Putnam has also beefed up its FundVisualizer tool, which it launched earlier this year. The tool allows users to create visual, side-by-side comparisons of funds from a universe of 11,000 products. The latest version allows advisors to compare entire bundles of products in a portfolio using Morningstar data. So if you want to compare one set of 12 funds, including one with everything from a small-cap fund to a gold ETF index, next to another portfolio with a completely different set of funds, you can, without the funds having to be Putnam Funds. And the scroll bars allow you to see how these funds and portfolios would have performed over different periods. The tool allows advisors to compare some 60 different criteria, such as costs and risk/reward characteristics of the funds and portfolios. These portfolios can also be saved for future use.

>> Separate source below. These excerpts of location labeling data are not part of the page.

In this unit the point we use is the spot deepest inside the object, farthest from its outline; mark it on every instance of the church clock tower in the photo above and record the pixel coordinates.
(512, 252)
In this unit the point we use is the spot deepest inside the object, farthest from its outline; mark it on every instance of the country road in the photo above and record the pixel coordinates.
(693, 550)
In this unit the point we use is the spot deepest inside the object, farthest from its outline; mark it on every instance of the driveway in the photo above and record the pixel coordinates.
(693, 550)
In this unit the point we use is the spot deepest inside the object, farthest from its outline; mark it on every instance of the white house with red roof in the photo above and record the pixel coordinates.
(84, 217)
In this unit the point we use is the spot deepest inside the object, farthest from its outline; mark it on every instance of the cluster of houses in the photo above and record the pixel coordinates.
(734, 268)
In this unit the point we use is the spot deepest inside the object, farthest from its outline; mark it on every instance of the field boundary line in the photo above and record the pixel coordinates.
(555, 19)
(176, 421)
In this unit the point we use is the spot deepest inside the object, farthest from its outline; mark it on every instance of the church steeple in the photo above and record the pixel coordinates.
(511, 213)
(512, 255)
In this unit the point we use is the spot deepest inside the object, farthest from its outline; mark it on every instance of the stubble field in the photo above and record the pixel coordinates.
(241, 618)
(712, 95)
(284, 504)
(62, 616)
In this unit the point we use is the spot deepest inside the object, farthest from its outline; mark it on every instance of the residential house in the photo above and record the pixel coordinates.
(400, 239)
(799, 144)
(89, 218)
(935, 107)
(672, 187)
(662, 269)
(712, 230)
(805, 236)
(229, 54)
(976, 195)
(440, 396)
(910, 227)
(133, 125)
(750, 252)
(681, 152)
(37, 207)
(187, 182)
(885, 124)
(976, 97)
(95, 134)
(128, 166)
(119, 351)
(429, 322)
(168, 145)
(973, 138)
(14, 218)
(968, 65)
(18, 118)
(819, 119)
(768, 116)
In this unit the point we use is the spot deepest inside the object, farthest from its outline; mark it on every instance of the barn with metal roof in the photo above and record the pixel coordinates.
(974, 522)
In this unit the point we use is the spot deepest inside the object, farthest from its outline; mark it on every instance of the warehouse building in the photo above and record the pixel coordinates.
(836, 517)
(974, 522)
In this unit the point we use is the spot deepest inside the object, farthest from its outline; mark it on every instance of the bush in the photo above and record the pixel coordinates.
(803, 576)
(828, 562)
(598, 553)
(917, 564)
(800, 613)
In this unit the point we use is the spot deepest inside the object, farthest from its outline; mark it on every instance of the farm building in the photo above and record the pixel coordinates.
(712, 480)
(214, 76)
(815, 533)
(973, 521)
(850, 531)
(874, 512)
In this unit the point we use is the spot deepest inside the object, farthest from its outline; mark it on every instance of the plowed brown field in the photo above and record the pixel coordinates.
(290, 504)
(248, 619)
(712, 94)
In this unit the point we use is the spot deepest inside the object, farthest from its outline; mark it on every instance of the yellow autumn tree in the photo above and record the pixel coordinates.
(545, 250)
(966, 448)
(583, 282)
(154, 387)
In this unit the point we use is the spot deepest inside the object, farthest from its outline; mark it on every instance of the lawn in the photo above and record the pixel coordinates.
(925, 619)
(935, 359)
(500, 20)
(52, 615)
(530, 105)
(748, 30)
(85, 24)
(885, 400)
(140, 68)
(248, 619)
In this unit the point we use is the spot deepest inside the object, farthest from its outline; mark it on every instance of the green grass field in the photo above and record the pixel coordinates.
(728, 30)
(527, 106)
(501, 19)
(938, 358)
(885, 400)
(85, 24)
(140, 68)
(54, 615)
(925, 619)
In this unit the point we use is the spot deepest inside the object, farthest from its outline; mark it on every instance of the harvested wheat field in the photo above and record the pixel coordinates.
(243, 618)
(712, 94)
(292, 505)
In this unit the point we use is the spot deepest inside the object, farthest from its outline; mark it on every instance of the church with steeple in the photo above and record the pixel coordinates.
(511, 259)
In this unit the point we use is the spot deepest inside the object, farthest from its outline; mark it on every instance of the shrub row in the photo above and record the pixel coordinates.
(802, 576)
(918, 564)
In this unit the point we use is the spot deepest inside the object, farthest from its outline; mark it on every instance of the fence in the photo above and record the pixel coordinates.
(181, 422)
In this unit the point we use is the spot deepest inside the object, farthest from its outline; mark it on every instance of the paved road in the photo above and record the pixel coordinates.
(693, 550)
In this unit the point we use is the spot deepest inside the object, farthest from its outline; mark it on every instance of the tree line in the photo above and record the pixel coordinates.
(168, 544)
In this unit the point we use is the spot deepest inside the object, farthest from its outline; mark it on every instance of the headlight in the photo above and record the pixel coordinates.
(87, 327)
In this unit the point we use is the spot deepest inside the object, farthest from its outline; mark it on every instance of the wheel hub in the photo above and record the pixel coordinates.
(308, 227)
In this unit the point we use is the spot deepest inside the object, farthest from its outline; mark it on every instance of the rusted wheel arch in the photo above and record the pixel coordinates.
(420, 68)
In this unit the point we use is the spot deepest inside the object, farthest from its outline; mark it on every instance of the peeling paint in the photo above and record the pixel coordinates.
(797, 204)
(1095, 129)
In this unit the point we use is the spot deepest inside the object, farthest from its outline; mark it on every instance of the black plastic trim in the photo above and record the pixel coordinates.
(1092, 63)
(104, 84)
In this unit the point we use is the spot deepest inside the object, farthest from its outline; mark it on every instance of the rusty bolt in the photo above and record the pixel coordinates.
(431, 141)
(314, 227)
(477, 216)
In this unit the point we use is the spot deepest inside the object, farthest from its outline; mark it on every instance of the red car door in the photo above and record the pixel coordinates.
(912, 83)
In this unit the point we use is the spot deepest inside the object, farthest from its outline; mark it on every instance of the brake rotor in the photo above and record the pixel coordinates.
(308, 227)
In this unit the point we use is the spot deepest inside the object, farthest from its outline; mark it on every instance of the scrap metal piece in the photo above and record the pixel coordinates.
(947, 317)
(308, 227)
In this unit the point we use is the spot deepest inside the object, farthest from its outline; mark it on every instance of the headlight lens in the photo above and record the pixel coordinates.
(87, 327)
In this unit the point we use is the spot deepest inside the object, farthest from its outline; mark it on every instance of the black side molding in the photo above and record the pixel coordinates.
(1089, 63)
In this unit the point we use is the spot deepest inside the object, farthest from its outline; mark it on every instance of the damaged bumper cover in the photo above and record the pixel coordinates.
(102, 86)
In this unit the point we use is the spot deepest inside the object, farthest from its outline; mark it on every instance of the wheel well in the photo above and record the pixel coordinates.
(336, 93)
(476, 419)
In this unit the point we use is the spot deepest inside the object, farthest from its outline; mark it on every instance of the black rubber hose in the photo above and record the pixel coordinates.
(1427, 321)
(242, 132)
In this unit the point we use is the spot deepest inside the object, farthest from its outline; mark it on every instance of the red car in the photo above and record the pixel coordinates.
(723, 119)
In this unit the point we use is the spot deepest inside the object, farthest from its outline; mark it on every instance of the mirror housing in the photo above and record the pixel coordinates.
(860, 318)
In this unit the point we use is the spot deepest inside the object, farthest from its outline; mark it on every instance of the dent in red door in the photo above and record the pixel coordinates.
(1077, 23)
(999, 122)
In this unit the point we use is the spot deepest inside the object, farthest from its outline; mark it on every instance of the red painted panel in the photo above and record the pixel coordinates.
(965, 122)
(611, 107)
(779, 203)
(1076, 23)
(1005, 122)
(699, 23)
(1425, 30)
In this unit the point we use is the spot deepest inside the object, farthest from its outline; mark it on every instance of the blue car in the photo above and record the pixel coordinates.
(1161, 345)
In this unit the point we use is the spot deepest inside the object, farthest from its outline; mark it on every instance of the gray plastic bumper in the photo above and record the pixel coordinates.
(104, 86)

Brian Kelley, the managing director of Putnam Retail Management, says that the firm is offering these features to all advisors in part because he thinks Putnam's performance will stand on its own in such comparisons. (Only Putnam products are available for investment on the site.)

The new site also includes a client planning section that addresses retirement, college and other life goals; an "Our Perspectives" section with articles and videos from Putnam about events such as the Japan earthquake and the S&P downgrade of the U.S.; and a live chat window with Putnam's support team. A "My Putnam" feature allows advisors to store their favorite reports and articles.

Much of the content can also be accessed through mobile devices, including IPads. This does not include dynamic items like FundVisualizer, though the tool is a work in progress and the firm is looking at creating apps.

Kelley says that the emphasis on social media stems from a couple of factors-one is that Robert Reynolds, Putnam's president since 2008, has a particular interest in technology. The other is that social media has become more acceptable to financial services companies. Morgan Stanley, notably, allowed some of its advisors to use social media in a limited capacity earlier this year, and Kelley says that a Tiffany name like that one giving its blessing will open floodgates for more social media use among advisors.

Putnam mostly focuses on advisors in the wirehouses, bank brokerage firms and the B-D channel, though it also has RIA clientele and two years ago built a group dedicated to RIAs. Putnam had about $122 billion in assets under management at the end of August, about half in mutual funds and the other half institutional.